Laudation for Professor Mary Tinetti
Delivered in Leuven on 2 February 2012 by
Professors Steven Boonen and Koen Milisen, promoters
Your Eminence,
Honourable Rector,
Your Excellencies,
Esteemed Colleagues,
Ladies and Gentlemen
Dear Students,
As the population ages, and as the number of elderly adults increases at an exponential rate, the importance of health care in older age increases with it. So too does the importance of the way health care professionals view and treat common health conditions in older adults – including falls. Dr. Tinetti was the first investigator to show that the risk for falls and injury in older adults can be identified, that falls and injuries often lead to serious adverse outcomes, and that multifactorial risk reduction strategies can prevent falls.
But why would she devote so much of her time and research to a problem that, at first sight, and to many even today, appears to be a relatively minor and inevitable consequence of advanced age?
Because a fall can be a devastating event, approximately 35-to-40 percent of individuals 65 and older experience at least one fall each year. Many of these falls are not harmful, but about 15 percent of them will lead to major injuries such as fractures of the hip or traumatic contusions of the brain. Even in older, healthy individuals, falls have psychological consequences such as fear of falling, which may bring with it loss of confidence, fear of dependence, social isolation and depression. It has become increasingly clear that falls and fall injuries are among the most common causes of functional decline and institutionalisation in older adults. The negative consequences of falls and fall injuries have a major impact, not only from a clinical perspective, as the quality of life of affected individuals often decreases significantly, but also from a societal perspective, as falls and fall injuries impose significant costs on public health services.

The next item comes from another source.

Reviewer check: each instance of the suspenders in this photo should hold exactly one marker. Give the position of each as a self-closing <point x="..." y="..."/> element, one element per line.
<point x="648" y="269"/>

Mary Tinetti was among the first to realise the complex nature of falls and their inevitable implications. She recognised the need for effective fall prevention, risk factor assessment, risk factor management, and intervention follow-up. Putting all this into practice would require seamless coordination of care between physicians, nurses, physical therapists, occupational therapists and other medical professionals. But the results were very rewarding. In a landmark study published in the New England Journal of Medicine, Dr. Tinetti was the first to show that properly addressing risk factors leading to falls can decrease falls among older adults by about 30 percent. And so Mary Tinetti would focus her research efforts on understanding and preventing falls – by quantifying relationships between clinical determinants of falls and clinical outcomes like fall-related injuries, and by building on these relationships to develop fall prevention strategies that proved to be both effective and cost-effective. By showing that it is possible, even in old age, to reduce the frequency and severity of falls, Mary Tinetti changed geriatric practice. Her work continues to contribute significantly to the prevention of unnecessary suffering and mortality in older individuals.

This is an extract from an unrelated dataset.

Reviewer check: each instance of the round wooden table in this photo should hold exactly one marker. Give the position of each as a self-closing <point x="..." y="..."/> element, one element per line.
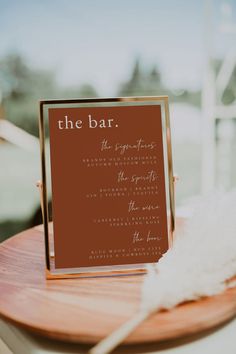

It should also be noted that, by advancing this innovative approach to fall prevention and taking into account the clinical burden of a multitude of risk factors, Mary Tinetti not only changed geriatric practice but also set new standards in geriatric research.
With her multidimensional strategies, Mary Tinetti has effectively pushed the field of geriatrics to a more comprehensive understanding of how the ailments of aging can accumulate. Her conceptualisation of falls as a multifactorial geriatric syndrome amenable to multifactorial intervention has been successfully applied to a number of other common geriatric health conditions such as functional decline. And that is why her work on falls continues to have implications that go well beyond falls and fall prevention.

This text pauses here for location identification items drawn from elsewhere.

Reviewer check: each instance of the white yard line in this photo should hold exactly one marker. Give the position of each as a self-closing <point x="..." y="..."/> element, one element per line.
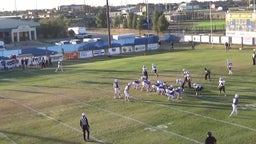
<point x="197" y="115"/>
<point x="5" y="136"/>
<point x="206" y="117"/>
<point x="138" y="121"/>
<point x="51" y="118"/>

Mary Tinetti has also set an example by showing a deep and enduring commitment to integrating her research findings in health policy. Her collaborative efforts with a number of health and safety organisations, including the National Institute on Aging at the National Institutes of Health and the Food and Drug Administration, have greatly enhanced public awareness and clinical practice around fall prevention.
When older people fall or functionally decline, it is typically due to a combination of many determinants, such as balance, gait, strength, vision, confusion, ... And that is why assessing and managing common geriatric health conditions requires a multifactorial approach tailored to the individual needs of the elderly patient.
What geriatricians have learned from Mary Tinetti’s work is that, as people grow older, they do not become more similar but rather more complex. Complexity is intrinsic to geriatric medicine. As populations age, societies are finally beginning to recognise the complexity of the clinical needs of our older individuals, but also the shortcomings of our current clinical practices. Today, the window of opportunity is open as never before to infusing geriatric principles into health care and medical education.
Taking advantage of this opportunity is perhaps the greatest challenge facing hospitals around the world. Academic geriatrics must take the lead in this, and Dr. Mary Tinetti sets a guiding example.
For these reasons, I ask you, honoured Rector, on the recommendation of the Academic Council, to confer the degree of doctor honoris causa of KU Leuven upon Professor Mary Tinetti.